Certain strings are attached to each Gockley commission that are meant to safeguard the company investment but that can draw-out negotiations right from the start. The man is extremely picky about subjects and their initial treatment. And he says “no” a lot, which sometimes causes a composer to pull out altogether, as Jennifer Higdon did last year. “I said ‘no’ to Tobias Picker about five times. I said ‘no’ to Mark Adamo (in terms of what the project was and did I think it had legs, and did I think it was the right time).”
I try not to make a commitment until I have a prose scenario that shows how it’s structured, where the acts break, what’s the length, what’s the number of performers, with an eye toward economics. Because it’s absurd to write a piece with 20 characters today. So I set the parameters, look at the scenario. I feel I can ask a composer to write a couple of sample pieces, and then have the commission structured so that you deliver such-and-such by such-and-such-a-time, and we have at that point 30 days to critique it. And we have the opportunity at any particular juncture to say, ‘We’re outta here.’ That doesn’t often happen, because by that time we’re so bought into it that we just keep moving.I feel like I’m kind of an editor. I try to get a music director like Patrick [Summers] or, in Houston, John DeMain, who are very theatrically savvy.
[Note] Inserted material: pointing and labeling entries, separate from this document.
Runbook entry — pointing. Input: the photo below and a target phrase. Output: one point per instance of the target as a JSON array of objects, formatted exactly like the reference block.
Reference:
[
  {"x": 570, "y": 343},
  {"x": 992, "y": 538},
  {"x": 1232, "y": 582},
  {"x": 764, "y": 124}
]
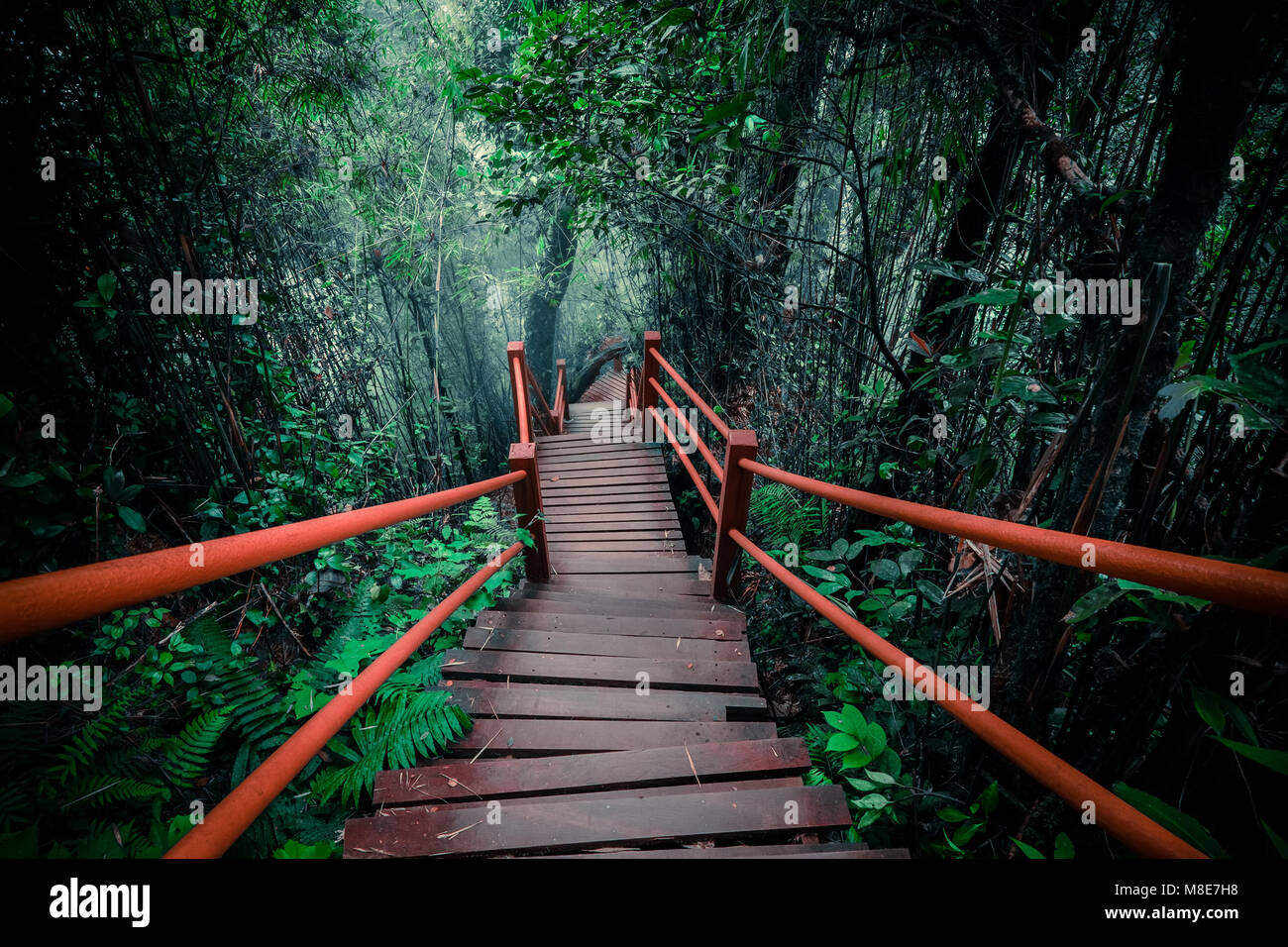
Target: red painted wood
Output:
[
  {"x": 721, "y": 628},
  {"x": 625, "y": 672},
  {"x": 621, "y": 646},
  {"x": 552, "y": 825},
  {"x": 603, "y": 771},
  {"x": 492, "y": 698}
]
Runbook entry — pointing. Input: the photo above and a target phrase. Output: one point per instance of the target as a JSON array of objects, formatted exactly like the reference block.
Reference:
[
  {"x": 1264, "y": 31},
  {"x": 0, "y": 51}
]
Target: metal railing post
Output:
[
  {"x": 561, "y": 393},
  {"x": 734, "y": 500},
  {"x": 516, "y": 363},
  {"x": 652, "y": 347},
  {"x": 527, "y": 502}
]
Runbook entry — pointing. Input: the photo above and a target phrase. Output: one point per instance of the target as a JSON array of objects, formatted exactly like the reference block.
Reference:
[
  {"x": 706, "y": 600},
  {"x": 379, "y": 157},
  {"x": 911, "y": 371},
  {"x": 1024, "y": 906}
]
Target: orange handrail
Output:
[
  {"x": 518, "y": 379},
  {"x": 688, "y": 466},
  {"x": 1243, "y": 586},
  {"x": 54, "y": 599},
  {"x": 1112, "y": 813},
  {"x": 688, "y": 428},
  {"x": 241, "y": 806},
  {"x": 544, "y": 414},
  {"x": 694, "y": 395}
]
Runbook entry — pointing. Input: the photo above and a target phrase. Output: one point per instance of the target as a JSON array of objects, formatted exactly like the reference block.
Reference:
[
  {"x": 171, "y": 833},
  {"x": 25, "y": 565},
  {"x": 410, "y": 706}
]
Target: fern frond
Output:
[{"x": 188, "y": 751}]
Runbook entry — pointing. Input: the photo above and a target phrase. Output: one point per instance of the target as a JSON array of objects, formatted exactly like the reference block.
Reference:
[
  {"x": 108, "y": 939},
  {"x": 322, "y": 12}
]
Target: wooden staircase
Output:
[{"x": 616, "y": 707}]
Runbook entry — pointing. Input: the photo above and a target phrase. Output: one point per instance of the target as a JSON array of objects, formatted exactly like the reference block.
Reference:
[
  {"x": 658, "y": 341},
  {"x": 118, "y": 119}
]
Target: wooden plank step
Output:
[
  {"x": 552, "y": 736},
  {"x": 613, "y": 523},
  {"x": 609, "y": 532},
  {"x": 608, "y": 501},
  {"x": 553, "y": 825},
  {"x": 520, "y": 698},
  {"x": 596, "y": 467},
  {"x": 724, "y": 628},
  {"x": 755, "y": 783},
  {"x": 557, "y": 590},
  {"x": 617, "y": 607},
  {"x": 666, "y": 560},
  {"x": 558, "y": 491},
  {"x": 596, "y": 451},
  {"x": 662, "y": 673},
  {"x": 592, "y": 480},
  {"x": 629, "y": 508},
  {"x": 618, "y": 547},
  {"x": 639, "y": 583},
  {"x": 612, "y": 646},
  {"x": 825, "y": 849},
  {"x": 671, "y": 766},
  {"x": 605, "y": 564},
  {"x": 610, "y": 600}
]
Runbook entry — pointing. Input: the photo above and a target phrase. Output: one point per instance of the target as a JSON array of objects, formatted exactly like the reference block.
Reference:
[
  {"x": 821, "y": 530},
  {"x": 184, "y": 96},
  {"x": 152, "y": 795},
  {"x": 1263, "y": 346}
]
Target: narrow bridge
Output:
[{"x": 616, "y": 705}]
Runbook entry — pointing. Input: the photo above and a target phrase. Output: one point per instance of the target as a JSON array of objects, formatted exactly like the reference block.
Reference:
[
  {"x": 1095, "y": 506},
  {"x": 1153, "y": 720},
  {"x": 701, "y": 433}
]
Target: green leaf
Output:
[
  {"x": 887, "y": 570},
  {"x": 841, "y": 742},
  {"x": 854, "y": 722},
  {"x": 1028, "y": 849},
  {"x": 988, "y": 799},
  {"x": 133, "y": 519},
  {"x": 1172, "y": 819},
  {"x": 1099, "y": 598},
  {"x": 966, "y": 832},
  {"x": 107, "y": 286},
  {"x": 996, "y": 295},
  {"x": 1209, "y": 705},
  {"x": 855, "y": 759},
  {"x": 1179, "y": 394},
  {"x": 1280, "y": 845},
  {"x": 1274, "y": 759}
]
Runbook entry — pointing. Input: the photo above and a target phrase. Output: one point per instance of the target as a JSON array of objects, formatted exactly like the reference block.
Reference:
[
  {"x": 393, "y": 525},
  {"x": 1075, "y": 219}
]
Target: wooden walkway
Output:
[{"x": 616, "y": 709}]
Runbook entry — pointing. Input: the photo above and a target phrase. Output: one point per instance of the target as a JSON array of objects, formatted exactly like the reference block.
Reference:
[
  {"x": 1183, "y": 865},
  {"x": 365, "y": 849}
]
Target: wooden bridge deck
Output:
[{"x": 616, "y": 707}]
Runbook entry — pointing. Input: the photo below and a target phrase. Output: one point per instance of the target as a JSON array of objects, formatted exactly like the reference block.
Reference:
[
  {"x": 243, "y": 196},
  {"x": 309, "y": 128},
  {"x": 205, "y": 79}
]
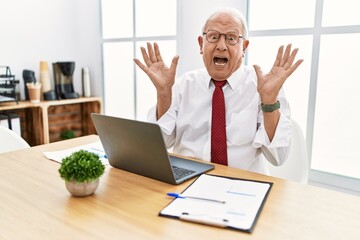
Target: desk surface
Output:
[{"x": 34, "y": 204}]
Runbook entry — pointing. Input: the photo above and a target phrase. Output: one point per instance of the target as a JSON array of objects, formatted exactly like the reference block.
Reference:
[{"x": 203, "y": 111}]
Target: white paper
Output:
[
  {"x": 243, "y": 200},
  {"x": 95, "y": 147}
]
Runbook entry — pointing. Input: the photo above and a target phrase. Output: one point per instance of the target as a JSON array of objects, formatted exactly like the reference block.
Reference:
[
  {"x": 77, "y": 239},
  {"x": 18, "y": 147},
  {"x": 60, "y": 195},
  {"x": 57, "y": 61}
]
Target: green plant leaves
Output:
[{"x": 81, "y": 166}]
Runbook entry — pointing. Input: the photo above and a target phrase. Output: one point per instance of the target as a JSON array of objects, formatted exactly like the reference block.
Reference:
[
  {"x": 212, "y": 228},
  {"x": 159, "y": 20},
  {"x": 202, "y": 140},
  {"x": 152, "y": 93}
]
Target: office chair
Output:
[
  {"x": 10, "y": 141},
  {"x": 296, "y": 167}
]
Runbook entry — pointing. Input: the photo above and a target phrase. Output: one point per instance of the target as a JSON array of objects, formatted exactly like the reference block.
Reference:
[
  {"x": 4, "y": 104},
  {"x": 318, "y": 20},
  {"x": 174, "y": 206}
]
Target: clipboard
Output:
[{"x": 219, "y": 201}]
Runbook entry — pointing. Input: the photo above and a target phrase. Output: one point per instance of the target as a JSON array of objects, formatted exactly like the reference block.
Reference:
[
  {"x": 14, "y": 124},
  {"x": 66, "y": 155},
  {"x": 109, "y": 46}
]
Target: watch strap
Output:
[{"x": 270, "y": 107}]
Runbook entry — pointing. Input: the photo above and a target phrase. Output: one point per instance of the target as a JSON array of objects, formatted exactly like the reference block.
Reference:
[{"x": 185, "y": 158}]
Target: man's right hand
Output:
[{"x": 161, "y": 76}]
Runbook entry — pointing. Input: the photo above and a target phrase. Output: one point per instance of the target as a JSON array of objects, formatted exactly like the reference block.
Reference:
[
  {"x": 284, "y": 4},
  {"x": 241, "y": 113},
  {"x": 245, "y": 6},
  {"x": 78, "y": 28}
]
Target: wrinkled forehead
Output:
[{"x": 225, "y": 23}]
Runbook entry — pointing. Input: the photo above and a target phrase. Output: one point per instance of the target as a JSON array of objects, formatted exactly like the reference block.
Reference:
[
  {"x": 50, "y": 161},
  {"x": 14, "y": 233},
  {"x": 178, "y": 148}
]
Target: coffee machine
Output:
[{"x": 63, "y": 77}]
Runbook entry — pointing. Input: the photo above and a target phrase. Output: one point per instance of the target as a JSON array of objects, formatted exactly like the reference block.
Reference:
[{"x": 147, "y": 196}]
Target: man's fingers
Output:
[
  {"x": 174, "y": 62},
  {"x": 145, "y": 56},
  {"x": 286, "y": 55},
  {"x": 157, "y": 52},
  {"x": 151, "y": 52},
  {"x": 140, "y": 65},
  {"x": 294, "y": 67},
  {"x": 258, "y": 70},
  {"x": 279, "y": 56},
  {"x": 291, "y": 59}
]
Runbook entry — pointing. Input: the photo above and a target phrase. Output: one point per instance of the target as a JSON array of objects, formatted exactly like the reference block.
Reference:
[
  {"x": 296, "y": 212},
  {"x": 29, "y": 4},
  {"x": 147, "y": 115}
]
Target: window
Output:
[
  {"x": 323, "y": 92},
  {"x": 126, "y": 26}
]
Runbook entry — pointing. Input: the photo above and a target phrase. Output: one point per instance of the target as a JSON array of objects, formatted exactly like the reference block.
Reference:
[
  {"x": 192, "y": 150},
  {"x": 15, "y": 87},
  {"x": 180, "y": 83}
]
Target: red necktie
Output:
[{"x": 218, "y": 125}]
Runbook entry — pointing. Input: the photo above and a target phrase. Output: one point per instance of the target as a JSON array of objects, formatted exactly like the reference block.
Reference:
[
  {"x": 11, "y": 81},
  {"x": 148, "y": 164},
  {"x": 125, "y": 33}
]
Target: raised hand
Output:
[
  {"x": 269, "y": 84},
  {"x": 162, "y": 77}
]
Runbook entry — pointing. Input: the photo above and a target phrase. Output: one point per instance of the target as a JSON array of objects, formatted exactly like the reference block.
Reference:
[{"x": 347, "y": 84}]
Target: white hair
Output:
[{"x": 234, "y": 13}]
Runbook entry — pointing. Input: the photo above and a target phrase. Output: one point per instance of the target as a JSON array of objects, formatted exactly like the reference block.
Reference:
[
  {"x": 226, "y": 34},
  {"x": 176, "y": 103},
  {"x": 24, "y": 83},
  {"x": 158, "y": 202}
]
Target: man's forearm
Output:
[
  {"x": 163, "y": 104},
  {"x": 271, "y": 120}
]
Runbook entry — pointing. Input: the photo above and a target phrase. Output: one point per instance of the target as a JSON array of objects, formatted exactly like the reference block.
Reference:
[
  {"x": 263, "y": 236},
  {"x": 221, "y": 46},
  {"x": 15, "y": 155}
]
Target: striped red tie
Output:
[{"x": 218, "y": 125}]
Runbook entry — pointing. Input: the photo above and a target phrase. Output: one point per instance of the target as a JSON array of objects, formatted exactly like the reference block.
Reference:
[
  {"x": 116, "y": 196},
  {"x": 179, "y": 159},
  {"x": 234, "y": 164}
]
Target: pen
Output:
[
  {"x": 204, "y": 220},
  {"x": 177, "y": 195}
]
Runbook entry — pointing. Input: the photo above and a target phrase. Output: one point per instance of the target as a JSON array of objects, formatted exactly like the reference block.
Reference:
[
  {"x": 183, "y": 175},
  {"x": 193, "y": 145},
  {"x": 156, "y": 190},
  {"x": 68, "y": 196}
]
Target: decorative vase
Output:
[{"x": 82, "y": 189}]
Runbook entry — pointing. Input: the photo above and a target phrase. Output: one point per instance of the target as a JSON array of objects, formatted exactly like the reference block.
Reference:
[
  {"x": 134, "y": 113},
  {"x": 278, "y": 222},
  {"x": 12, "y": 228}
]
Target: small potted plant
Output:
[{"x": 81, "y": 172}]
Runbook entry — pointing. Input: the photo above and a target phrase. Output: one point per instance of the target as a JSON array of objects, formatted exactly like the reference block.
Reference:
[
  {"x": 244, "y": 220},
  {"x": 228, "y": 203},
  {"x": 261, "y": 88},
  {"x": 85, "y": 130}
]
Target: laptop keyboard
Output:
[{"x": 181, "y": 172}]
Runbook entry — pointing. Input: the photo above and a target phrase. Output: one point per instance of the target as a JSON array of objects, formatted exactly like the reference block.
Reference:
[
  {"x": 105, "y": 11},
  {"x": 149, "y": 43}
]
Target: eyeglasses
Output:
[{"x": 231, "y": 38}]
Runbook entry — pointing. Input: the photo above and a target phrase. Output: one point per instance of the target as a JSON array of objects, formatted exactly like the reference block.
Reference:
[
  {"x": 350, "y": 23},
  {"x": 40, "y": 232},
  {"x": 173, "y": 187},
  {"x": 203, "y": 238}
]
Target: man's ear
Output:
[
  {"x": 200, "y": 41},
  {"x": 245, "y": 44}
]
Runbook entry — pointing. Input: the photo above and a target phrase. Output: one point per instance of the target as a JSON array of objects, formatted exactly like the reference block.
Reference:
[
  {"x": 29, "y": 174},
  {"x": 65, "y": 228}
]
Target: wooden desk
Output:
[{"x": 34, "y": 204}]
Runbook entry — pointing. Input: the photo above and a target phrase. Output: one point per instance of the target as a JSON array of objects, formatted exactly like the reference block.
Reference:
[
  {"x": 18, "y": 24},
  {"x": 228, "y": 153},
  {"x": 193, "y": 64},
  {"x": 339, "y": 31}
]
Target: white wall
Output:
[
  {"x": 57, "y": 30},
  {"x": 69, "y": 30}
]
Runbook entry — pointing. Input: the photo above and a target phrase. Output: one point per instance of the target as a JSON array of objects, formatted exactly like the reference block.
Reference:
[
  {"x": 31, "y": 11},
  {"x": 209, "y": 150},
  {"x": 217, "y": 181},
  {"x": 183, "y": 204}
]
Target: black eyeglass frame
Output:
[{"x": 226, "y": 38}]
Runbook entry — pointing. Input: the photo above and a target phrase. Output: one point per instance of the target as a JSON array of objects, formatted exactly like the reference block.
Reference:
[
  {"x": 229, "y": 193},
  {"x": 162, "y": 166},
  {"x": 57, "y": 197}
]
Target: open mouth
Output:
[{"x": 220, "y": 61}]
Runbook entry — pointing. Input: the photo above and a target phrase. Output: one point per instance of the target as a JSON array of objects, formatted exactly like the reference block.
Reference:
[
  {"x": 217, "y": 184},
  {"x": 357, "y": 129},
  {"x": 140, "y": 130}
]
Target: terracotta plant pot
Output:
[{"x": 82, "y": 189}]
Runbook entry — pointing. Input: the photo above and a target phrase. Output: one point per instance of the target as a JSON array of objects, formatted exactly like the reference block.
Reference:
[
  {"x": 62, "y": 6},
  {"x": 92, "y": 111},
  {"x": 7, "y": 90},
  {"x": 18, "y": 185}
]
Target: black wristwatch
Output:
[{"x": 270, "y": 107}]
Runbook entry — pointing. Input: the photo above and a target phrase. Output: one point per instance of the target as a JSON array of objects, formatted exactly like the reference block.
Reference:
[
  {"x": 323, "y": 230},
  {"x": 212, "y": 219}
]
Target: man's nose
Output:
[{"x": 221, "y": 44}]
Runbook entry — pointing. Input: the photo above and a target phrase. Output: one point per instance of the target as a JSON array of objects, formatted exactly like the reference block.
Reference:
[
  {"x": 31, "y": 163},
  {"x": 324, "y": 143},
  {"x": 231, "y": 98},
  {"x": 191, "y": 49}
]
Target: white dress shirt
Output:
[{"x": 186, "y": 126}]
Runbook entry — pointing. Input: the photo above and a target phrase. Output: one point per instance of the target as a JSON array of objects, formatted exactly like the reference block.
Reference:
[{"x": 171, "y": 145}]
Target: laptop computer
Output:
[{"x": 139, "y": 147}]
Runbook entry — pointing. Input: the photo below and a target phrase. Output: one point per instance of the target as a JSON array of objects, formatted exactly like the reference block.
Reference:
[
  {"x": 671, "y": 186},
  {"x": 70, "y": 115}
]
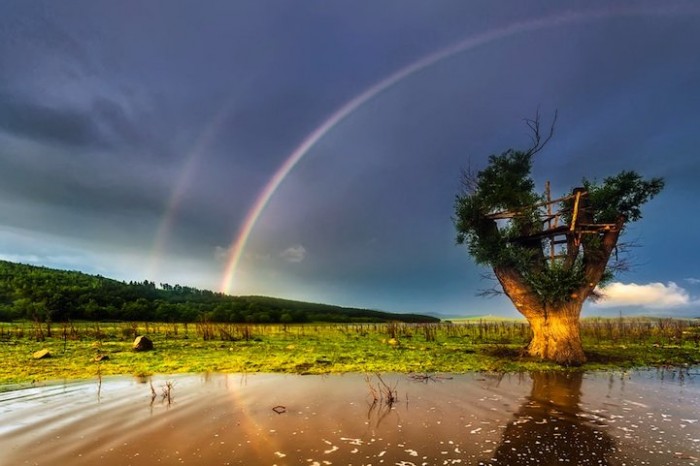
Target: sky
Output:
[{"x": 312, "y": 150}]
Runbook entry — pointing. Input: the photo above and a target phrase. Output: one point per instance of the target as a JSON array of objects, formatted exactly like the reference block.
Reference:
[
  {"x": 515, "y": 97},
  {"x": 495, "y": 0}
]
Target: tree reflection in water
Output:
[{"x": 549, "y": 428}]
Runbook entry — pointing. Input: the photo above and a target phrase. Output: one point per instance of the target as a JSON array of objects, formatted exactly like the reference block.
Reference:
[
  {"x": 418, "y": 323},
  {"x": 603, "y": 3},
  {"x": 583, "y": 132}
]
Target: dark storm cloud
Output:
[
  {"x": 48, "y": 124},
  {"x": 119, "y": 118}
]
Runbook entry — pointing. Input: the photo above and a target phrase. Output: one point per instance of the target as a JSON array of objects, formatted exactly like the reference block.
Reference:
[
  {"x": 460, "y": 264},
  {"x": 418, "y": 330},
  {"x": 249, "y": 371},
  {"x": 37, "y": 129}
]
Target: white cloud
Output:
[
  {"x": 650, "y": 295},
  {"x": 295, "y": 253}
]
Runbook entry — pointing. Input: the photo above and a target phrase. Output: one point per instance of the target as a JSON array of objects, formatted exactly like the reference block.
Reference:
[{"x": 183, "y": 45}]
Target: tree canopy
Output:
[{"x": 548, "y": 255}]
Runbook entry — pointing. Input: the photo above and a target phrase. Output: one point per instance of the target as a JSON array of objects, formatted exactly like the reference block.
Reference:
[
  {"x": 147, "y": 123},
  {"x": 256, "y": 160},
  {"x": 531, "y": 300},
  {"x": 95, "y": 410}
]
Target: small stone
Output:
[
  {"x": 41, "y": 354},
  {"x": 142, "y": 343}
]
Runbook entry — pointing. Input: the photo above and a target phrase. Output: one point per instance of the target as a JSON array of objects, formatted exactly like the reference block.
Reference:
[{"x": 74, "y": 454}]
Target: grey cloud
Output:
[{"x": 45, "y": 123}]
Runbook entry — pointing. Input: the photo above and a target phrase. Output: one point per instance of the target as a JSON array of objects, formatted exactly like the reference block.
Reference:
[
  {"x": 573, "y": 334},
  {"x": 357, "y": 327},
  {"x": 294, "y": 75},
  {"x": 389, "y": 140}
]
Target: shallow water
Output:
[{"x": 650, "y": 418}]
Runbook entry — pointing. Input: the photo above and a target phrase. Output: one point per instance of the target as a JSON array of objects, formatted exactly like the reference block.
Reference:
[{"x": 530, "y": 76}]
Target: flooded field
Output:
[{"x": 645, "y": 418}]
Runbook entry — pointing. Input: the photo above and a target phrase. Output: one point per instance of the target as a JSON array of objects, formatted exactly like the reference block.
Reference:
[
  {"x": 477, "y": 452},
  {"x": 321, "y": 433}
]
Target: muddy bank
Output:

Gockley’s entire ethos for new work reminds you of a hard-nosed Broadway producer — not far from the truth, when you consider the affinity he has had for Broadway products in the opera house: Future SFO seasons will include Show Boat and Sweeney Todd. Like a true showman, he shoots barbs at “high art”: “I have no taste,” he jokes.
But he does have taste, and he also has no ego when somebody else makes a find. He’s pleased with the recent operatic resurgence, not just with his part in it. “There are new, small operas growing all over, like Opera Parallèle right here in the city,” says Gockley, contemplating the last 40 years. He feels bullish about American opera’s new golden age.
“There’s not anybody who doesn’t want to write an opera. Forty years ago, maybe you could think of three or four.”